FILE - In this April 23, 2014 file photo, a man smokes an electronic cigarette in Chicago. After the vaping epidemic worsened in 2019, the association has been urging states to make changes. (AP Photo/Nam Y. Huh, File)

SALT LAKE CITY– Doctors in Utah are seeing more patients with vaping-related lung illnesses.

Last year, there were many diagnoses of the disease, known by the acronym EVALI. 

Now, cases are on the rise again, whether because people think it’s safe to vape again, or because they are vaping more due to stress, according to Intermountain Healthcare Pulmonologist Dr. Denitza Blagev.

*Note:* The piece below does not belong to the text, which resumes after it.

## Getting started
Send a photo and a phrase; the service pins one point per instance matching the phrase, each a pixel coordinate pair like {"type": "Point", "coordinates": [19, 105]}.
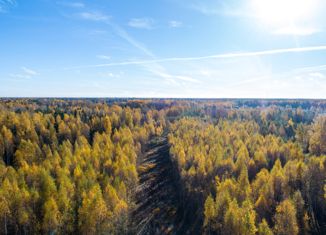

The real struggle for doctors is getting EVALI diagnosed and treated during the COVID-19 pandemic. 

“Someone may come in with low oxygen and shortness of breath, but people can be hesitant to say they vape,” said Dr. Blagev.

Dr. Blagev stated it’s crucial for anyone with shortness of breath and low oxygen to quit vaping.

“And for clinicians when we are seeing patients, when we suspect COVID, once we’ve ruled out COVID, be sure we are getting that vaping history and be thinking about EVALI as well,” she said.

COVID-19 and EVALI have a similar treatment in the beginning but then it varies, so the proper diagnosis is key.

Dr. Blagev said it’s hard to know whether vaping itself is a risk factor for coronavirus like smoking is. Nurses and doctors ask about tobacco use, but not necessarily about e-cigarettes. And the practice can be called different things.

“There’s no easy way for me to query that in the medical record. But I could query, how many were smoking and had a COVID diagnosis because we are so much better at obtaining that history,” she said.

Dr. Blagev has been part of research looking into the differences between respiratory diseases and the best treatments. And while vaping illnesses are more challenging to diagnose right now, it still remains an important diagnosis to consider in patients.